マラセチア真菌や細菌は、免疫力が低下した時に増殖しやすい性質があります。
増殖しすぎることで、外耳炎としての症状を発症しますので、免疫力を高める食事が効果的だといえます。
免疫力は、腸内環境と深い関係にあることがわかっています。
ヨーグルトやサプリメントなど、腸内細菌を摂取できるものを与えてあげましょう。
また、添加物が多く含まれていたり、穀物ばかりで低品質なタンパク質しか摂取できなかったりすると、消化機能に負担がかかり免疫力は低下してしまいます。
免疫力は、外耳炎にかかわらずからだにとって大切な機能ですので、高品質なタンパク質・栄養バランスのいいドッグフードを選び、低下しないよう気をつけてあげたいですね。

栄養バランス

栄養バランスの中でも注目したい成分として、「オメガ3脂肪酸」と「オメガ6脂肪酸」があります。

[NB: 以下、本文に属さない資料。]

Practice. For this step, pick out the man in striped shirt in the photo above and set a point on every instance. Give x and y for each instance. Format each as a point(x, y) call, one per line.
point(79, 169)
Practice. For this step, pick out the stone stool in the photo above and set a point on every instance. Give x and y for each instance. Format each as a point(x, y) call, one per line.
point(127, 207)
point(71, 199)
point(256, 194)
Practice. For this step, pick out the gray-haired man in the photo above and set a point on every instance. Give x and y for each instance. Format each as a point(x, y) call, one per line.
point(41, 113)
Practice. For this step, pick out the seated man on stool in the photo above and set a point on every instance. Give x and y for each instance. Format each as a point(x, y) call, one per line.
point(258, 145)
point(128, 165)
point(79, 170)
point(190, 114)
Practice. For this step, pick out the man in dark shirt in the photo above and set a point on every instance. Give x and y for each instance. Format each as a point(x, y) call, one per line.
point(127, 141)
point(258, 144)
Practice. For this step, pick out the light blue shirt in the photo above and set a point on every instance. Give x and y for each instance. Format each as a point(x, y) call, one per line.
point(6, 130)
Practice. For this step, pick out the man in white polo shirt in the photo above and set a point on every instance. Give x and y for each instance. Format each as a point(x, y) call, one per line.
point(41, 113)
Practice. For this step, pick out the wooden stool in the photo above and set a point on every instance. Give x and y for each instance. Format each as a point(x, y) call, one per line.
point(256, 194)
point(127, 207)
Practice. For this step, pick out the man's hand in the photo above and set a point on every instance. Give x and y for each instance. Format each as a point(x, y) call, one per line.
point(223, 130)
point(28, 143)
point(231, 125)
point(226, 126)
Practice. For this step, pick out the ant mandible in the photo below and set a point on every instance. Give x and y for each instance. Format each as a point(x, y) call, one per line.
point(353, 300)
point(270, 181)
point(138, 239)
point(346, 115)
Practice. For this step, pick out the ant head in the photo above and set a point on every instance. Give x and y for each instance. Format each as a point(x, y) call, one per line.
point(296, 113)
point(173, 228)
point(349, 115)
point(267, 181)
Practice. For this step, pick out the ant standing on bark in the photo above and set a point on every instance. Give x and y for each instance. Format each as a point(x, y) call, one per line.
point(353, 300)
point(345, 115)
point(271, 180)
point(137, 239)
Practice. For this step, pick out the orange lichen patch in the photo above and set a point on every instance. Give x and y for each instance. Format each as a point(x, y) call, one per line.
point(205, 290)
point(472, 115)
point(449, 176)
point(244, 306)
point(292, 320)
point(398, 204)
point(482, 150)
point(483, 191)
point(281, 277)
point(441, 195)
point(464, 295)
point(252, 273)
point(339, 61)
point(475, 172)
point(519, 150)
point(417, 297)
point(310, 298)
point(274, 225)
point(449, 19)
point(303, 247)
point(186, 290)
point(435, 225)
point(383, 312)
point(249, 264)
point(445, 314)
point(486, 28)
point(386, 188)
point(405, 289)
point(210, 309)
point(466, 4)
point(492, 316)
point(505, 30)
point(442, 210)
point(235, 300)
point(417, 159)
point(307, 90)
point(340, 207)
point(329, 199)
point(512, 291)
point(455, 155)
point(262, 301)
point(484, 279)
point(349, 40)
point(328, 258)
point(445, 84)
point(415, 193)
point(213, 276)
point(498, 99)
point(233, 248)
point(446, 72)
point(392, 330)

これらは、バランスを崩すと外耳炎にとってよくないことを引き起こしてしまうのです。
オメガ3脂肪酸、オメガ6脂肪酸は、犬が体内で作ることのできない必須脂肪酸と呼ばれる脂肪酸で、バランスよく摂取すると、代謝される時に体内の炎症をおさえる物質をつくりだしてくれます。
ですが、ドッグフードには、オメガ6脂肪酸が過剰に含まれており、オメガ3脂肪酸、オメガ6脂肪酸のバランスを崩している場合もあります。
その場合、炎症を抑えるどころか、促進させてしまう作用があらわれます。
栄養バランスについても、ドッグフードの原材料・成分表示などをよく確認するようにしてみましょう。
人間も、皮膚炎を起こすと辛いものです。
犬は耳の中を自分で綺麗にできないため、外耳炎を引き起こさないよう、低品質なドッグフードを選ばないようにしたいですね!